Posted January 31, 2013 by Cooper Point Journal in Arts & Entertainment
 
 

Riot to Follow’s Pygmalion Nails Distinct Dialect


This past week Evergreen continued in its tradition of melding the arts with academics pursuits with the latest production from the Riot to Follow student group. Jane Adams, a literature and linguistics student, put on a production of Pygmalion, a play by George Bernard Shaw lauded for its literary quality that centers around the challenge of improving one’s dialect. Caleb Hepker and Cheyenne Logan starred as Professor Henry Higgins, a linguistics master, and Eliza Doolittle, the object of the challenge.

Higgins, with his colleague Colonel Pickering, played by a balding Sam Bennett, took on the challenge of teaching cockney-accented Eliza to speak and act ike a lady.
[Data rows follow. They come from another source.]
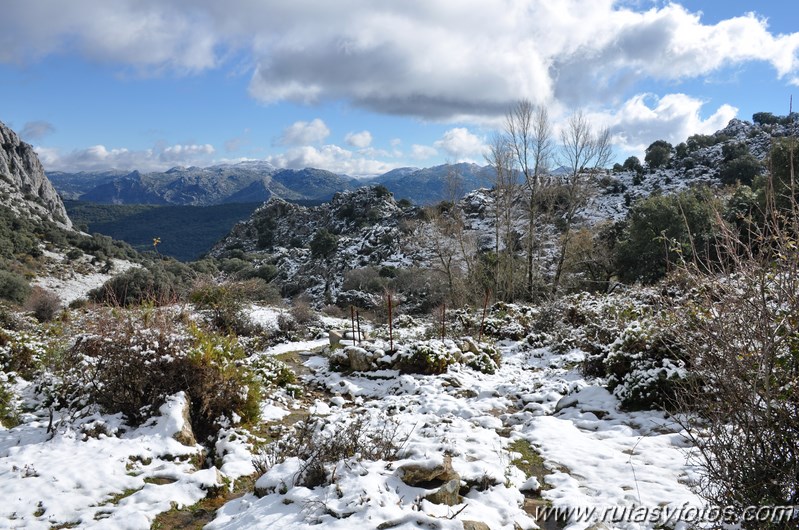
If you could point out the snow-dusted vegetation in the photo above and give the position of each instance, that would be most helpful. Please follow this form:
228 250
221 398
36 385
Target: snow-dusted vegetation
595 340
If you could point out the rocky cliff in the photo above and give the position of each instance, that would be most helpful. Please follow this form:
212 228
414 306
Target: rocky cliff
23 185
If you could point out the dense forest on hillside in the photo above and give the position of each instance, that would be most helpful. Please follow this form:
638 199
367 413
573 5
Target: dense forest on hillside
185 232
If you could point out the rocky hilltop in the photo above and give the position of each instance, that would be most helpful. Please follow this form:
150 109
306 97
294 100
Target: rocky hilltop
25 187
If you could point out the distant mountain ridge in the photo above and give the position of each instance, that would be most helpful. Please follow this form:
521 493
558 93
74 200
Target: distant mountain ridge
258 181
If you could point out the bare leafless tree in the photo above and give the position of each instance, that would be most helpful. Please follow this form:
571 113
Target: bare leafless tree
583 152
529 134
500 157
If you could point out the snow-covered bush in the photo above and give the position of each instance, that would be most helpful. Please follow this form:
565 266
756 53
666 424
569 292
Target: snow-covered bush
43 304
131 362
427 357
317 446
273 372
486 359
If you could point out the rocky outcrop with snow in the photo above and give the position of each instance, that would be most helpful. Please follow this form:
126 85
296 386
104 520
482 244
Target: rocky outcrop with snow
24 186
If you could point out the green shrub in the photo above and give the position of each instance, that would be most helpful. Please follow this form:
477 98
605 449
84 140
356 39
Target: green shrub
225 302
163 282
645 367
8 408
43 304
13 287
323 244
658 154
428 357
663 230
130 363
322 445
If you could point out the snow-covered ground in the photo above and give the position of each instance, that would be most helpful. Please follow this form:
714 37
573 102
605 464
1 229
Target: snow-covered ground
73 285
96 472
599 456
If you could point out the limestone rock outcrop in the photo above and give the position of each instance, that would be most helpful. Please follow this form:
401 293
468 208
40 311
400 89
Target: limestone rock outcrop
24 186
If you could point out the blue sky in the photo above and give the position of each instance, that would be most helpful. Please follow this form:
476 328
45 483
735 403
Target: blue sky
361 87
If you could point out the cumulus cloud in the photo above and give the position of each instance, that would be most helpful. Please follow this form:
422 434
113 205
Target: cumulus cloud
36 130
673 117
303 133
99 157
435 60
461 145
331 158
360 140
423 152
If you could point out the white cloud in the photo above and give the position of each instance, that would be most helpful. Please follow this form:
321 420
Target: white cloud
303 133
674 117
36 130
423 152
461 144
436 60
183 152
361 139
99 157
331 158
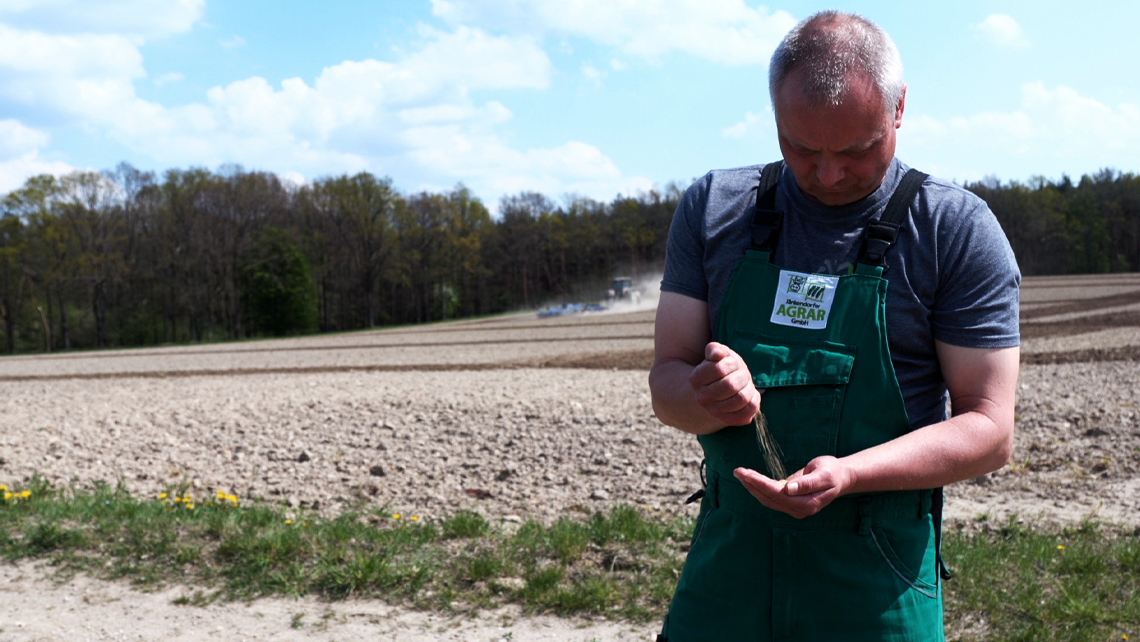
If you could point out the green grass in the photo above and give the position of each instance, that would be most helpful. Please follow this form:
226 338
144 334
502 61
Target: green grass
1020 583
1011 583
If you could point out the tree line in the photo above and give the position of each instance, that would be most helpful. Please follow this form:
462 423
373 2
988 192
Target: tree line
125 258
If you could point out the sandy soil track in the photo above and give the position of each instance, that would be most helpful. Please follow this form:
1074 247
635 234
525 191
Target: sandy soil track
520 417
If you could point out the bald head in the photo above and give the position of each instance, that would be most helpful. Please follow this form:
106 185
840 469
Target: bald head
827 50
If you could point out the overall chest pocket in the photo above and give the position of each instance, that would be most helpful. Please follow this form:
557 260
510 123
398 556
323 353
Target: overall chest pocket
804 385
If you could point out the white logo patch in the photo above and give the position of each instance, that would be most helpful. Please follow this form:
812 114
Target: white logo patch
804 300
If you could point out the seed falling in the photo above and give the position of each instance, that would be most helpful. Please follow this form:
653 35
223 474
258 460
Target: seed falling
768 447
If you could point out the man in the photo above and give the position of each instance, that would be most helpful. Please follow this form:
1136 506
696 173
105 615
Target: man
775 298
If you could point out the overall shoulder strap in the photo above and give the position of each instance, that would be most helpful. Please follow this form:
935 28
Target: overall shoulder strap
766 220
881 234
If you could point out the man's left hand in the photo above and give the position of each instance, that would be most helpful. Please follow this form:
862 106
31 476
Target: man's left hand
806 492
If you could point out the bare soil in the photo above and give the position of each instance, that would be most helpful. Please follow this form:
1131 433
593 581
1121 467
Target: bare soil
514 416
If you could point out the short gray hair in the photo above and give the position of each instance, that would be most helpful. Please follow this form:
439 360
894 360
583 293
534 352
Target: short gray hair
831 45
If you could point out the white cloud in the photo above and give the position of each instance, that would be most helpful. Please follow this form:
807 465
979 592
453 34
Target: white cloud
1001 30
723 31
15 172
132 18
416 118
752 126
17 139
19 155
1053 130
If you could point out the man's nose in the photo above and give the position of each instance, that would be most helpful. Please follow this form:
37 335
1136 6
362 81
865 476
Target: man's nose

The play deals with the complicated teacher-student relationship that develops between Miss Doolittle and the occasionally belligerent Professor Higgins, along with class issues in English culture.
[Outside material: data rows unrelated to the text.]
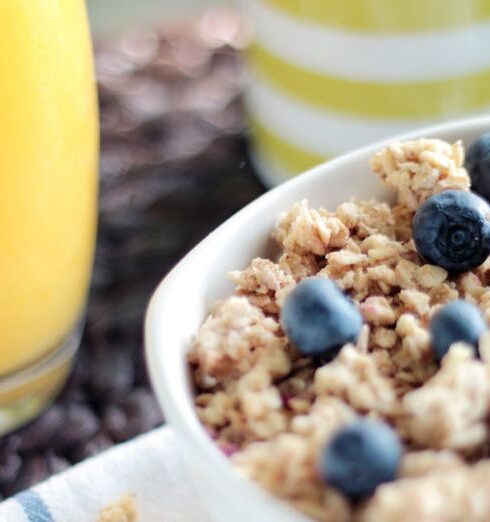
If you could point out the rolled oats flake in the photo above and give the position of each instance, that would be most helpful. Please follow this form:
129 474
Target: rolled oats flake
272 410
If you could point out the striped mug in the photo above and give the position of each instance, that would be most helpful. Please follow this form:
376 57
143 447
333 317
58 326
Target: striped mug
331 75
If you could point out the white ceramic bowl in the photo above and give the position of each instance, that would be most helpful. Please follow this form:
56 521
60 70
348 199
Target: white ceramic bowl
185 296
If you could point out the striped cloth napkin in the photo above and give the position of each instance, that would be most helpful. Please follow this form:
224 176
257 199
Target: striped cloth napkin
148 467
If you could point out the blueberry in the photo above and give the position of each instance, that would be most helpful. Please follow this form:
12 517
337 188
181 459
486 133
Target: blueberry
456 321
451 230
478 165
319 319
360 457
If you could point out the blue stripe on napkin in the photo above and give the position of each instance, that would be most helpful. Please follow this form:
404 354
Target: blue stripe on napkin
34 507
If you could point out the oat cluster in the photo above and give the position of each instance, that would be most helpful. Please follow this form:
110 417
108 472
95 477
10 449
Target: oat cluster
272 410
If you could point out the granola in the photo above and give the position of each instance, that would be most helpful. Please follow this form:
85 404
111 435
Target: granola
270 409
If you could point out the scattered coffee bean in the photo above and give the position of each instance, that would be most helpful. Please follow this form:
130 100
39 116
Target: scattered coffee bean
165 142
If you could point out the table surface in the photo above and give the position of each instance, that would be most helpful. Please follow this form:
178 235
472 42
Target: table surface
174 165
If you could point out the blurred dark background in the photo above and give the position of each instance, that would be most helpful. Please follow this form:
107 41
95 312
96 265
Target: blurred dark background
174 164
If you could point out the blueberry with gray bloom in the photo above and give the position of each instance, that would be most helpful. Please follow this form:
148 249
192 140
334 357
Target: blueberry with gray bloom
360 457
319 319
478 165
451 230
458 321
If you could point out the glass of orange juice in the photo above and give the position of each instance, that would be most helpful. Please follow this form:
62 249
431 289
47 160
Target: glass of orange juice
48 186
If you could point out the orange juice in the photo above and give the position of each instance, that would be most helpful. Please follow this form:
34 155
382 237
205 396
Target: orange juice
48 175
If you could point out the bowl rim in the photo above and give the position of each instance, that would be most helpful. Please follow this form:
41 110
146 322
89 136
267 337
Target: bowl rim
157 361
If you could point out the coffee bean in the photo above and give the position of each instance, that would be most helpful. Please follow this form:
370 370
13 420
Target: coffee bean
42 433
115 423
81 424
56 464
94 446
172 126
112 374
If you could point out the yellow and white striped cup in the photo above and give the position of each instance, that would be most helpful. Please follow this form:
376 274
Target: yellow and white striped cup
331 75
The greatest achievement of the production was the superb dialect work across the entire cast. “Everyone stayed in dialect during rehearsal,” said Sam Bennett when reflecting on the highlights of working on the play.

“Jane had us learn the International Phonetic Alphabet (IPA),” said Mr. Hepker. “That’s how she taught us the dialects, by writing out the lines, which was funny since my character (Professor Higgins) is a Phonetician.”

Every cast member was on point throughout the play with their dialects, most notably Logan who had to modify her dialect throughout the play as Eliza’s dialect improved from that of a commoner to one that could pass off as so expert that it couldn’t possibly be natural.

“Being able to teach everyone how to speak in dialect was amazing,” said Jane Adams. “I’m a lit. and linguistics combined focus person… so it was really cool for me.”

Other performances that earned praise from audience members came from Gabriel Smith, Audrey Hommeyer and Katie Shaughnessy, who together played the aristocratic Eynsford-Hill family.